I shall dispense with repeating certain, all too well known aspects of the Amerindian civilisations, in favour of their seldom mentioned and generally unknown, cross-ocean voyages to Australasian lands. Any readers wishing to refresh their memories on the architectural marvels of the Maya and Inca, or the Easter island stone statues, and other over-repeated, as nauseam subjects so beloved of American writers, can find any number of books to bore them!

Even so, America has a part to play in the discovery and exploration of Australia and its island neighbours. The evidence which I present here is startling, yet no more so than any other similar conclusions reached in this book. How long humans have been present in the Americas is a contentious issue. The consensus of opinion is that they were Palaeolithic hunters of Mongoloid stock, which migrated across the then Bering Strait land bridge which linked Siberia and Alaska in ice-age times, entering Alaska by 23000 BP, to disperse slowly southward and eastwards until they finally reached Tierra del Fuego by about 5,000 BP.

Future scientific datings of excavated occupation deposits or human remains, may yet exceed that period of earliest arrivals further back into ice-age times. As these stone-age hunters moved through the Americas, the Indian cultures that gradually evolved from them were influenced by the environments in which they settled. Thus in the western Great Plains of Canada and the Untied States, they remained nomadic hunters until, after the arrival of European settlement.

Further south, in Mexico, by 3000 BC, they became settled farmers, growing staple foods such as beans, squash and maize. About this time similar agricultural centres had developed along the Peruvian coast.

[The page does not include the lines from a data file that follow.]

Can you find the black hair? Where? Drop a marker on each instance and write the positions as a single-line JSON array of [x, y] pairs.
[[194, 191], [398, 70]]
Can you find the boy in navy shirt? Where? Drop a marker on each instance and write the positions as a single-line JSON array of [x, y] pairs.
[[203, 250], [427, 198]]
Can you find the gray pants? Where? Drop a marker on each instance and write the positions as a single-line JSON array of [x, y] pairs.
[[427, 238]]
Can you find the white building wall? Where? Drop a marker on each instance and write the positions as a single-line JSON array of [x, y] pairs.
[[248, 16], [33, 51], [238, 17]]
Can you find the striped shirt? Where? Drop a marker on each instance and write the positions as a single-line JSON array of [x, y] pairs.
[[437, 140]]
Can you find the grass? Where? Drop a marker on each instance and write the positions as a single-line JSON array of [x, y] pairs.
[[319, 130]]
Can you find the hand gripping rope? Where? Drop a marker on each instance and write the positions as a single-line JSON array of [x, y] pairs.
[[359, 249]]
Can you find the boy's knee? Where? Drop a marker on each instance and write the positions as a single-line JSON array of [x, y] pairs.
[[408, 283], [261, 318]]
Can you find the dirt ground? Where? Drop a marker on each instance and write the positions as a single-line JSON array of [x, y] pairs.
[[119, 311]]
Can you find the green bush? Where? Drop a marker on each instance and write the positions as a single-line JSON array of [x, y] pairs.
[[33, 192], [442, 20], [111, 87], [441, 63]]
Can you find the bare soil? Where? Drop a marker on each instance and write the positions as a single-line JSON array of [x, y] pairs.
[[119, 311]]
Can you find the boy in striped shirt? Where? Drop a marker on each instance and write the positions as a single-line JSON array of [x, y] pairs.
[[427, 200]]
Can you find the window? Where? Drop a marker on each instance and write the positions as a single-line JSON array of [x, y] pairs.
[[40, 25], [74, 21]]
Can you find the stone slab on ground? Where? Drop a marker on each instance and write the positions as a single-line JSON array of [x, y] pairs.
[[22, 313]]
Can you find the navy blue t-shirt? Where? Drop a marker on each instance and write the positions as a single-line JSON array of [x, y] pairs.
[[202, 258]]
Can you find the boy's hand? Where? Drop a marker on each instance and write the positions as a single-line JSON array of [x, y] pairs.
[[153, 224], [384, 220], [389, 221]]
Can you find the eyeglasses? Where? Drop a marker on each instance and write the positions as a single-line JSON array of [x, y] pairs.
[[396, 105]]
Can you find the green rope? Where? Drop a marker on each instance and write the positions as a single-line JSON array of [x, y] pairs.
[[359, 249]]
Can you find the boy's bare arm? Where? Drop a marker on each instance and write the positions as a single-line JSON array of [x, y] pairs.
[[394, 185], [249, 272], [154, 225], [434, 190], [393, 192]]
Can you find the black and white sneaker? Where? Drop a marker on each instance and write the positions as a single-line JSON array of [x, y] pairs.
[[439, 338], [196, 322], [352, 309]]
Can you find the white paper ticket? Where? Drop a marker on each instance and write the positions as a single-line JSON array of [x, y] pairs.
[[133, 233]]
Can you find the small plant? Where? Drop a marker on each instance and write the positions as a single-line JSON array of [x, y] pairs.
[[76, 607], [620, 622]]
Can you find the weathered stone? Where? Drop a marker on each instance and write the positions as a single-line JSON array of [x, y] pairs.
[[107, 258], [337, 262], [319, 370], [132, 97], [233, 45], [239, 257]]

Some authorities believe people reached America before 23,000 BP. They found an an eminent champion in the late Dr. L.S.B. Leakey, whose fossil hominid discoveries at Olduvai Gorge, Tanzania are legendary.

Dr Leakey argued that these earliest human traces "could date back at least 50,000 years, and more likely 100,000 BP". This was the approximate age given him for some hearth stones and crudely flaked eolithic stone implements, recovered from an excavation site in California's Mojave Desert. At present, the earliest fossil relic from the Americas is a skull excavated near Los Angeles, California, dated in December, 1970 to around 22,000 years BP.

These finds suggest that Amerindian civilisation is very ancient and that room exists for the development of far earlier civilisations at present unknown. They also demonstrate that Amerindian Man had ample time to develop a maritime science, and undertake lengthy cross-ocean voyages.